John Trieger of JT Architecture designed the home to blend with the land and the neighborhood. Yet he had to meet the rigorous passive-model environmental standards that builder Dwell Development demanded: a five-star Built Green certification—triple-paned windows, thickly insulated walls, heat-recovery ventilation, airtight sealing. With solar panels the house could achieve near net zero energy cost.

The house is integrated into the 20-foot incline it’s built on.
Image: Tucker English
From a design standpoint, its plot of land, previously undeveloped, was the first hurdle: A slope rises more than 20 feet from street level to the alley behind the house. Instead of fighting the steep grade, Trieger embraced the topography, creating a bridge to the detached garage, and then introducing outdoor spaces into the structure’s four stories with decks and a grotto and a covered patio.
That vision—folding the natural world into a modern, high-functioning design—carries over into the house’s aesthetics, too. Large windows invite natural light and tree views, while century-old wood taken from an Eastern Oregon barn functions as outdoor siding and softens the design’s modern angularity so that it better melds with its Mount Baker context. “A lot of builder-boxes reflect all the high-tech stuff that’s going on in Seattle,” Trieger says, “but they forget about the natural beauty that was here originally.”

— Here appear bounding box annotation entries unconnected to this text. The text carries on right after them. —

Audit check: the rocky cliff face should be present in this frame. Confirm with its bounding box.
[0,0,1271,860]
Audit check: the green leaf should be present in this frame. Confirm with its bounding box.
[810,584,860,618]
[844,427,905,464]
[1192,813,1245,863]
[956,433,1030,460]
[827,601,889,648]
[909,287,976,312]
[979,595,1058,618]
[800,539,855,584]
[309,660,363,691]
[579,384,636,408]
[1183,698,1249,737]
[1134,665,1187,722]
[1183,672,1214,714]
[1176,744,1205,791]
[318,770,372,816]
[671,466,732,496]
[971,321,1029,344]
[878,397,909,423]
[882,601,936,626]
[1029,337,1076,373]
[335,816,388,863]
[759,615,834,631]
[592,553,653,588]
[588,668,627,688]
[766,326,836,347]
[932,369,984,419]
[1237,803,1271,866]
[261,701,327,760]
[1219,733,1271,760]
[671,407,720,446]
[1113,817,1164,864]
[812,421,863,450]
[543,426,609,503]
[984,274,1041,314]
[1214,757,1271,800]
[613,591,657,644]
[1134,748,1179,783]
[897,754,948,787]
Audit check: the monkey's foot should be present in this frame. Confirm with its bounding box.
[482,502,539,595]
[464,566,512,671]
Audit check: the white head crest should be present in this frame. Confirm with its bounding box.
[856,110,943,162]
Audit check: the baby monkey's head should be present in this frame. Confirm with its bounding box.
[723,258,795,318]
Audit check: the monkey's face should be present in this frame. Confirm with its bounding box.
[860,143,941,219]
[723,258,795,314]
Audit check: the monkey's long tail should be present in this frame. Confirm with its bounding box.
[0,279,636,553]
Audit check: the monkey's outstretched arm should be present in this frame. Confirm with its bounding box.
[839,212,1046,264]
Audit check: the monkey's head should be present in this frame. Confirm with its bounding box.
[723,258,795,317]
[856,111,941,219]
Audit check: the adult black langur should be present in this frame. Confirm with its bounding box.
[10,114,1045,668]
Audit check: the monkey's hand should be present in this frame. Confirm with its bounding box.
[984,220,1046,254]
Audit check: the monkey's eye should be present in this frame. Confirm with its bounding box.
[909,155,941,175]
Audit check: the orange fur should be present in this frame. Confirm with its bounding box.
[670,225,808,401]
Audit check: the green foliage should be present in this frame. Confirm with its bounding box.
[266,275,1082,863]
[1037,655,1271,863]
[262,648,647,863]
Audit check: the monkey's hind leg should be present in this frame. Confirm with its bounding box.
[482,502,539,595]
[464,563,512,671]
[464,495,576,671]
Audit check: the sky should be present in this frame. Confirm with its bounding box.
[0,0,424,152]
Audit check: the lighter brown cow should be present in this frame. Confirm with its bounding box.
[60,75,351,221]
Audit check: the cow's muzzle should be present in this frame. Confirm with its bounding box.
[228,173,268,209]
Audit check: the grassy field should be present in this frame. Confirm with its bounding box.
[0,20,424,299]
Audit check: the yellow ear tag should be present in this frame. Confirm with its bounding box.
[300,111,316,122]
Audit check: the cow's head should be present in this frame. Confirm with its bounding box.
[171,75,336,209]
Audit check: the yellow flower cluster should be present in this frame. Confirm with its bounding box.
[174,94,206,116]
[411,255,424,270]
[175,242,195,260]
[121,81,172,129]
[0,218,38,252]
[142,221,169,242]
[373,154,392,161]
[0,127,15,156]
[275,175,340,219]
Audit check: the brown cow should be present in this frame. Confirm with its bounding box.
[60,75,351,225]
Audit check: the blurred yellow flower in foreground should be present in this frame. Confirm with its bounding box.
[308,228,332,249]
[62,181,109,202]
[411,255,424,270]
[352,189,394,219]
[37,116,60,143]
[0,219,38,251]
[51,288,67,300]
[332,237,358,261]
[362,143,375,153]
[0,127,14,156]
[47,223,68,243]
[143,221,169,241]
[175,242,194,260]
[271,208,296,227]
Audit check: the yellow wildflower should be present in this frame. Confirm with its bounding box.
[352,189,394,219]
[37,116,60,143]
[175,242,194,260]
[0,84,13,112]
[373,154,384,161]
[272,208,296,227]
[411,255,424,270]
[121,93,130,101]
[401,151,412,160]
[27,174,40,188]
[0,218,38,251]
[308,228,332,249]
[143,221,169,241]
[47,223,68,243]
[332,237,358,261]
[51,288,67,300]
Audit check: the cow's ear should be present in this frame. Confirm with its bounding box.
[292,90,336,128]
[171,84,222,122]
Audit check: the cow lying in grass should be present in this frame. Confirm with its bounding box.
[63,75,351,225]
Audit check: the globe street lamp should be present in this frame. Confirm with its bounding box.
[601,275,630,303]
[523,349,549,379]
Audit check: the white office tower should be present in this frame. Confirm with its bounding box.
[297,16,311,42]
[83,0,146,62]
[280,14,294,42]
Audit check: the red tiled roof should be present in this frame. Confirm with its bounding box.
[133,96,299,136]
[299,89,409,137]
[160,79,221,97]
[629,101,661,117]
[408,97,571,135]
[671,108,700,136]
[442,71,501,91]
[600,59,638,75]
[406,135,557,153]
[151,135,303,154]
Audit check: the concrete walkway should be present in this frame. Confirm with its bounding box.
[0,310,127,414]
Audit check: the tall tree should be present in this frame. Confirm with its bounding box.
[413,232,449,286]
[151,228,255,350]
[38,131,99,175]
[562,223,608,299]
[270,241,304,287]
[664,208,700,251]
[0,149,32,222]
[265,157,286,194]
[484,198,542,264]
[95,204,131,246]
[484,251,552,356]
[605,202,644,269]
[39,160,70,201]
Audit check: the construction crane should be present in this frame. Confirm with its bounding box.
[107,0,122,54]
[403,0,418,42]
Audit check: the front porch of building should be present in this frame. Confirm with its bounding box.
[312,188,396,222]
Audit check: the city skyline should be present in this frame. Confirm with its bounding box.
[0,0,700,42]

Developers repurposed siding from an Oregon barn to create a rustic sliding door; hand-hewn beams and black walnut floors soften the home’s clean modernism.
Image: Tucker English
Throughout the interior other pieces of reclaimed wood culled from around the Northwest reassert that naturalism. “Abbey, my wife, is our designer,” says Dwell Development’s Anthony Maschmedt, “and she has these guys in her call list that live out in the woods and have mills and take down old cantinas and bars.” So a maple bathroom countertop from Maple Valley, a sliding door made from that same Oregon siding, sustainably harvested Montana black walnut for the floors—each accents the clean, white-walled, contemporary layout.
Hand-hewn wood from Montana wraps around the beams that frame the house’s centerpiece, a light-filled stairwell. In a 3,180-square-foot house, stretched across four stories, Trieger knew he wanted not only to integrate stairs into the design, but to celebrate them, to make the house’s various levels cohere into a singular space through an open core.

A stairwell bathed in light is the home’s centerpiece.
Image: Tucker English
When she first considered it, Liga worried the home would be too big for a couple and their two cats. Instead, because of an elegant floorplan that merges its many levels, Liga and Ian use the whole space, and the house feels connected, to itself within, to the land it’s on—the pre-existing trees, the steep grade—and to its neighborhood. And the cats? “They love it. After living in a condo, they’ve lost weight climbing the stairs.”
Updated 10:05am on August 23, 2018 to reflect that the home was Built Green, not Green Built.